I have a few problems with breathing. Anyone who doesn’t know me intimately (ie anyone other than my partner) won’t be aware of this. Mostly because I mask it quite well.
The problem is I can’t breathe in warm air. I hate warm climates, saunas, steam rooms, summer, other people’s breath on my face etc etc. I don’t know why but unless the air around me is cold I feel like there’s not enough air and I struggle to breathe. It is strange and quite embarrassing.
Sometimes I wonder if it is because my breathing is shallow. No idea.
Aside from the temperature of the air around me I also have trouble with certain smells. Perfume, certain food smells, bleach, furniture polish, flowers are some of the smells which are too strong for me. I struggle to breathe in these smells and usually have to move away from them. One of the reasons I dislike housework. I hate the smell of chemicals on my hands but it’s even worse when, in order to clean the house, I have to breathe in these smells. They make me choke.
Sometimes, when my throat feels like it is closing up, I cannot breathe properly and I may have to move to where the air is cooler.
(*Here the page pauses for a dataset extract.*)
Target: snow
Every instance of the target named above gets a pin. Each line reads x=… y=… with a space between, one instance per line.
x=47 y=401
One of the reasons I love winter.
So when you’re talking to me and I turn my head to the side, it’s usually cos I can’t breathe because your breath is too warm (not because you smell or anything), sorry.
Wow again you are really uniqe and brilliant in your putting words on much from my iner world it is totally well hit and a bit scary , to read much of your posted thoughts. You should really consider to get your blog translated to danish where i come from Denmark. where your kind of blog is really missing and needed. Think about it I would happily help help with the danisih part. I have never ever bin able to strucctures and set up so meaningfully and easilly understandandable like you do with your thoughts and knowlegne . it is really somthing i hope you know that … My thoughts , ideas and understandings evaporates turns into porridge or frozen to death.
Thanks, I’ll think about translating, good idea.